Lung cancer is the leading cause of cancer related death in the United States; non-small cell lung cancer (NSCLC) is the most common type and it is a challenge to treat in the clinic. Studies have shown that cisplatin-loaded nanoparticles are efficacious against NSCLC and can reduce the nephrotoxicity associated with cisplatin. Previously, nitric oxide (NO) was shown to enhance the efficacy of chemo- and radiotherapies in vivo; thus, the aim of this study was to develop a NO- and cisplatin-releasing wrinkle-structured amine-modified mesoporous silica (AMS) nanoparticle for improved NSCLC therapy.

Methods:

The AMS and NO- and cisplatin-loaded AMS materials were prepared and characterized. Platinum (Pt) drug loading was analyzed using inductively coupled plasma-mass spectrometry (ICP-MS), and NO release and in vitro release of cisplatin from AMS materials were investigated. Cytotoxicity of functionalized AMS nanoparticles were tested against human NSCLC cell lines, H596 and A549, and compared with that against normal lung cell lines, WI-38 and BEAS-2B. Pt cellular uptake studies were then performed using these four cell lines. The results were then compared to those obtained for cisplatin.

Results:

For both NSCLC cell lines, the toxicity of NO- and cisplatin-loaded silica nanoparticles (NO-Si-DETA-cisplatin-AMS) was significantly higher than that of silica nanoparticles loaded with only cisplatin (Si-DETA-cisplatin-AMS). In contrast, the toxicity of NO-Si-DETA-cisplatin-AMS toward normal lung cell lines was not significantly different from that of Si-DETA-cisplatin-AMS (normal lung fibroblast cells WI-38) or was lower than that of Si-DETA-cisplatin-AMS (normal lung epithelial cells BEAS-2B). The calculated therapeutic index of NO-Si-DETA-cisplatin-AMS was higher than that of Si-DETA-cisplatin-AMS and free cisplatin, based on both WI-38 and BEAS-2B data.
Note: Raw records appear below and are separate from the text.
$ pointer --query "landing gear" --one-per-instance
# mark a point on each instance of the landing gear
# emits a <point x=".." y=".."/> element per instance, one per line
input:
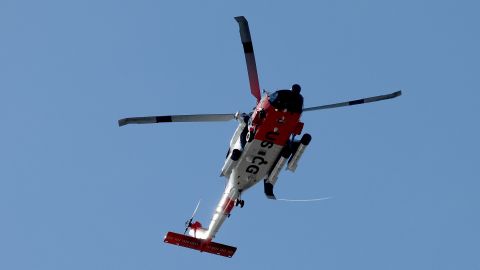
<point x="240" y="202"/>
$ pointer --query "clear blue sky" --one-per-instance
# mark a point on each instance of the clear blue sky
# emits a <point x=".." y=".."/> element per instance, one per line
<point x="78" y="192"/>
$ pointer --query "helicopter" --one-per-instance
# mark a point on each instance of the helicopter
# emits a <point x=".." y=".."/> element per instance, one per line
<point x="263" y="143"/>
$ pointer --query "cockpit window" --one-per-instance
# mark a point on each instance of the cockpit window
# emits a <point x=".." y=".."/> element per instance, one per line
<point x="286" y="99"/>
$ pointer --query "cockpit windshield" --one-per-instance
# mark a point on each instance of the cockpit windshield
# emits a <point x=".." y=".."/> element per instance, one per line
<point x="286" y="99"/>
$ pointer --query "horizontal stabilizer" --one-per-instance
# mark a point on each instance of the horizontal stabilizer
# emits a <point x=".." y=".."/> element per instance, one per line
<point x="199" y="244"/>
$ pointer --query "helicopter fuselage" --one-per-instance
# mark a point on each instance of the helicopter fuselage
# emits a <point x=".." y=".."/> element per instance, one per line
<point x="254" y="150"/>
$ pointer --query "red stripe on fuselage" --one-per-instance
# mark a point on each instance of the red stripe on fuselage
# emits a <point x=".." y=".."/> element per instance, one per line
<point x="229" y="204"/>
<point x="276" y="126"/>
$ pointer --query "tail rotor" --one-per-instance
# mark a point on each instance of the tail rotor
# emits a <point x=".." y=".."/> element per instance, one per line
<point x="189" y="222"/>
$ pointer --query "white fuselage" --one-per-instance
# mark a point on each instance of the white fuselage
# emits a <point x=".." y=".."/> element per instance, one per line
<point x="256" y="161"/>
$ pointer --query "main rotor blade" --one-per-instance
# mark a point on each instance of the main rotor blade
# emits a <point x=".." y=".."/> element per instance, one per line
<point x="249" y="56"/>
<point x="355" y="102"/>
<point x="176" y="118"/>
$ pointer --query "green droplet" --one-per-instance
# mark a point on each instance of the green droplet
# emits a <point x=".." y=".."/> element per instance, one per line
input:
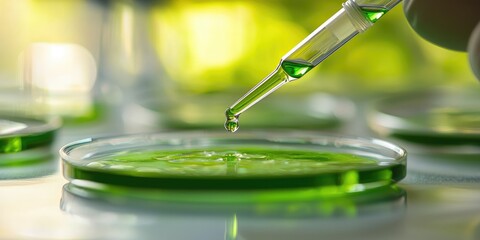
<point x="231" y="123"/>
<point x="373" y="14"/>
<point x="296" y="69"/>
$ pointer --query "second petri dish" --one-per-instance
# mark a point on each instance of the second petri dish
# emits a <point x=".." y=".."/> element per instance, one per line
<point x="446" y="116"/>
<point x="222" y="161"/>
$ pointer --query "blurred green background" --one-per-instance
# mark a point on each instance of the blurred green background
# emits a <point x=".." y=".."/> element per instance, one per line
<point x="171" y="50"/>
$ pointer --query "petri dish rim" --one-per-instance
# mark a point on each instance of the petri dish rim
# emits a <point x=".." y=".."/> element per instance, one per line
<point x="38" y="132"/>
<point x="74" y="153"/>
<point x="393" y="116"/>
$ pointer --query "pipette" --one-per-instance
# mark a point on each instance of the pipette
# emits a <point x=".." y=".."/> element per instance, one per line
<point x="355" y="17"/>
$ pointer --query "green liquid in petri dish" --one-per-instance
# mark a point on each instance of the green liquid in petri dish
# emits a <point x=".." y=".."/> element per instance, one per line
<point x="242" y="168"/>
<point x="373" y="13"/>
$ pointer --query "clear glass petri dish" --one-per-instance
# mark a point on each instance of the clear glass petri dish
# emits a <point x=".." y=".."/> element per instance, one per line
<point x="223" y="161"/>
<point x="441" y="116"/>
<point x="19" y="133"/>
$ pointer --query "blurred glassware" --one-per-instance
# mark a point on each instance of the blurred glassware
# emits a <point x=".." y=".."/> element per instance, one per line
<point x="440" y="128"/>
<point x="51" y="55"/>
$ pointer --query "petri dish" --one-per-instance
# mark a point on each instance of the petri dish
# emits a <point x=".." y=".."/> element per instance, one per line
<point x="20" y="133"/>
<point x="224" y="161"/>
<point x="446" y="116"/>
<point x="311" y="111"/>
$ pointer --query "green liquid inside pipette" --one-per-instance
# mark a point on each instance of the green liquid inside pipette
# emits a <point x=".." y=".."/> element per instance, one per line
<point x="373" y="13"/>
<point x="289" y="70"/>
<point x="296" y="69"/>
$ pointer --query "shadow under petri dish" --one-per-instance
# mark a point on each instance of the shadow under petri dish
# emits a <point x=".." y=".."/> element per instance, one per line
<point x="222" y="161"/>
<point x="300" y="211"/>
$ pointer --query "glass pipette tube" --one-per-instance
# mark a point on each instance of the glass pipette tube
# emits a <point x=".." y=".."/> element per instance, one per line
<point x="355" y="17"/>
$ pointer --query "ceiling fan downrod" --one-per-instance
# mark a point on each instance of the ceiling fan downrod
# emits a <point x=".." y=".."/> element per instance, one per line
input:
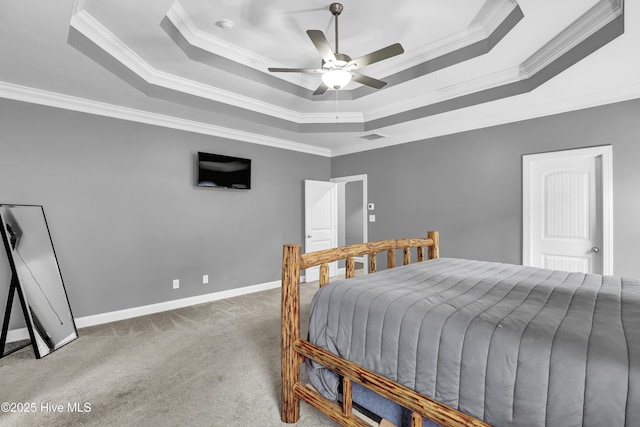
<point x="336" y="10"/>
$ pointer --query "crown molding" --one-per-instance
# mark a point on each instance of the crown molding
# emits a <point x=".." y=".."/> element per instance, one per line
<point x="490" y="17"/>
<point x="489" y="81"/>
<point x="594" y="19"/>
<point x="445" y="127"/>
<point x="67" y="102"/>
<point x="91" y="28"/>
<point x="497" y="117"/>
<point x="200" y="39"/>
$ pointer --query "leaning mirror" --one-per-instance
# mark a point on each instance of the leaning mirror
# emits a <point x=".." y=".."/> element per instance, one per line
<point x="35" y="279"/>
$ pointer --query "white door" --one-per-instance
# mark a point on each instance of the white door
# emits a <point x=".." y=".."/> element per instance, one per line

When treated with Si-DETA-cisplatin-AMS, Pt cellular uptake was highest in BEAS-2B, then H596, WI-38 and A549, which corresponds to the toxicity data, and Pt uptake was higher in NSCLC cells when treated with NO-Si-DETA-cisplatin-AMS, compared to Si-DETA-cisplatin-AMS; however, differences in Pt uptake were not statistically significant.

Conclusions:

The NO-induced sensitization of tumor cell death demonstrates that NO is a promising enhancer of platinum-based lung cancer therapy, and our new therapy may be useful to enhance efficacy of Pt therapy in the clinic.